Isn’t this a sad quote?
And while my doctors all said they were aware of the issue, it still felt as if no one was listening. –from Seth Mnookin’s article in the Boston Globe, “I’m A Recovering Addict. So Why Did My Doctors Give Me Opioids And Leave Me On My Own?”?
Problems with respectful and effective communication are serious, persistent, and common in our healthcare system. And even though we are making exciting strides in promoting speaking up, we are missing important opportunities to emphasize listening. This is a big concern because listening is essential to the success of any efforts in promoting assertiveness and if we aren’t willing or able to listen we won’t be able to build and sustain cultures of safety.
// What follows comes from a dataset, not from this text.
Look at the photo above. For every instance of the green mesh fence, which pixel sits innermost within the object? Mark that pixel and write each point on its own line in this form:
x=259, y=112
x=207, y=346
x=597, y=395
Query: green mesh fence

We need to increase our focus on listening skills and practice.
To drive this point home, consider how these three BIG initiatives for improving communication emphasize speaking up, but show little focus on listening.
- SBAR model for reporting clinical concerns or information during a handoff.
- The Joint Commission’s “Speak-up” initiative.
- TeamSTEPPS ‘Two-challenge’ Rule.
Granted these are great initiatives, but each of them could be stronger and more effective by incorporating strategies like these that emphasize listening!
- Use the GRRRR model for receiving information.
- Create a “We’re Listening” Campaign!
- Add a 3rd step to the “Two-challenge” Rule.
No doubt there are many other ideas out there waiting to be heard and once we decide to make listening a priority, it will become second nature to ensure that it is emphasized in all models and protocols.
What do you think? Are we’ paying enough attention to listening?